In particular, Minister Deyalsingh revealed that from August 16, the retail sector will be reopened, while National Lottery Control Board operations will be reopened from tomorrow.

Of course, these moves may still not be enough for the sectors of the economy which continue to be barred from operating at all or fully by the measures in place to fight off the COVID-19 virus. Indeed, citizens still have no real assurances as to whether the measures implemented now for over a year and a half will have the desired effect of allowing society to return to some semblance of normalcy within the near future.

There are, however, undeniable issues that we must battle and need to find the collective will to tackle if we are to win the overall war against this dreaded disease which continues to wreak havoc globally.

One of the issues is as with all viruses, COVID-19 is continuing to mutate and with each phase comes new and sometimes more dangerous elements which the medical fraternity is faced with.

The other main issue, of course, is that the virus thrives on the indisciplined behaviour of the population to multiply. In this regard, those of us who continue to believe that we can operate normally because we have not been inflicted by it; or are strong and healthy enough to avoid taking a vaccine presents our biggest challenge yet.

This is why Minister Deyalsingh’s announcement of how the 82,000 AstraZeneca vaccines donated by Canada last week will be used was beneficial.
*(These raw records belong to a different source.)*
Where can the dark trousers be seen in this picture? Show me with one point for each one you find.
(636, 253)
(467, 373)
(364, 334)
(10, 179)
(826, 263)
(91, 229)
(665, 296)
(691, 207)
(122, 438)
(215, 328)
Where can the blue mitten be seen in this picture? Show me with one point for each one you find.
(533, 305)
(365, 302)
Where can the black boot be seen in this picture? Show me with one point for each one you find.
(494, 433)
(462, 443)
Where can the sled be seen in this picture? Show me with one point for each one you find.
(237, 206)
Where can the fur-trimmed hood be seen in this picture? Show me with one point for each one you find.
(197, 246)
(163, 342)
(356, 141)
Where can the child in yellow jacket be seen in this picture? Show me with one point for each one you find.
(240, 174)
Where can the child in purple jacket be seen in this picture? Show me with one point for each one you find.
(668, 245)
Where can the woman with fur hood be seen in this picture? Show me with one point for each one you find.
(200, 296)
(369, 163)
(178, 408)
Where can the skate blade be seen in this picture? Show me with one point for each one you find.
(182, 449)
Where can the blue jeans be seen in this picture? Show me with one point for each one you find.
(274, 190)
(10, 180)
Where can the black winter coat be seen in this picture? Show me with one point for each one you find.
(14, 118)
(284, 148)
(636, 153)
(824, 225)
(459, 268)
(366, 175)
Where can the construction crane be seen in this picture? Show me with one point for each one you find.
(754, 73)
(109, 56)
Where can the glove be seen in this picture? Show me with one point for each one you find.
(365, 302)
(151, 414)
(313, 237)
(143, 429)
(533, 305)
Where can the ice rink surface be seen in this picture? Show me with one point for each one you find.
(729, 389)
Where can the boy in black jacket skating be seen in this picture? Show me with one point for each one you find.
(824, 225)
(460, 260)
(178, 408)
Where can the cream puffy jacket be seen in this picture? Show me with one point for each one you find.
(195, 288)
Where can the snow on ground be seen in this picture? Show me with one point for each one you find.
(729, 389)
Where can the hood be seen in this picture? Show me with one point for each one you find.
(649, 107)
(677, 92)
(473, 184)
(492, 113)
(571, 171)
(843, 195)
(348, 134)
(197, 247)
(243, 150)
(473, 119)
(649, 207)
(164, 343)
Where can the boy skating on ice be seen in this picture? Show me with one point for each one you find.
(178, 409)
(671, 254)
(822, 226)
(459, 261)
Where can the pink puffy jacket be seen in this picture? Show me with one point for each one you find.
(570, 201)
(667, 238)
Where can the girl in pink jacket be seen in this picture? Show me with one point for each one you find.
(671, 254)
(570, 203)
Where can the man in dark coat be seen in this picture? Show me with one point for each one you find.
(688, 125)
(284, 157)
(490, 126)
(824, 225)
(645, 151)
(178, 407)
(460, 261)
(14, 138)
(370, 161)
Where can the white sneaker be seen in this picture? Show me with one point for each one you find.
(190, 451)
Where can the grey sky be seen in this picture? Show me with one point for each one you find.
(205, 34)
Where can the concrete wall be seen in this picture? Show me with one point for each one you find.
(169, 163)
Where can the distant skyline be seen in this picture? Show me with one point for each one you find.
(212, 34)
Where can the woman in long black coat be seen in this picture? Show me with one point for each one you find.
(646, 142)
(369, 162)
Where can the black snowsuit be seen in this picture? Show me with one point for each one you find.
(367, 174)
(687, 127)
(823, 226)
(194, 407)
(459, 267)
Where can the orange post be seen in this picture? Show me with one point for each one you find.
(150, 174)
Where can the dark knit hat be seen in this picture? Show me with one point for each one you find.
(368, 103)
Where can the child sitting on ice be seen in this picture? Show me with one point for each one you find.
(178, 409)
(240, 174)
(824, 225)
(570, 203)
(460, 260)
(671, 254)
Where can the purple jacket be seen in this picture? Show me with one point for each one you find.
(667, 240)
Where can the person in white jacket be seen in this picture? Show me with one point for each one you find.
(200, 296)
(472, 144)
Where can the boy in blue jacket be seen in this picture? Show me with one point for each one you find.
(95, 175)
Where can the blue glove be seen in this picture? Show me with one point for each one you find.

The equal distribution of these vaccines throughout several major vaccination sites means all citizens have access to them. Furthermore, those who had concerns about the Sinopharm jab now have another option so there is no longer any excuse for individuals not accessing these life-saving vaccines.

Data from other countries reveal that those who access the vaccines have a better chance of fighting off the more severe effects of the virus, including the Delta strain now overrunning some developed countries.

With T&T’s borders now reopened and more sectors reopening for business, it also means the virus will have the opportunity to multiply amongst the indisciplined members of the society and those who are unvaccinated.

In the face of this threat, wouldn’t the best option be to get inoculated to save lives and create an environment in which the economy can fully reopen? Some businesses unable to cope with the economic hardship of COVID’s fallout are temporarily shutting down operations or closing shop completely and the continuing loss of life and livelihoods will leave an impact for decades to come. The Government has so far resisted the urge to make vaccination mandatory for some sectors of society. In the interim, some businesses have taken the bold step of implementing what some see as punitive measures to convince their employees to vaccinate. While there may be an argument against this, we are sure that the individuals making those same arguments also prefer to have safe environments in order to preserve lives and livelihoods. So let’s just all now do the right thing.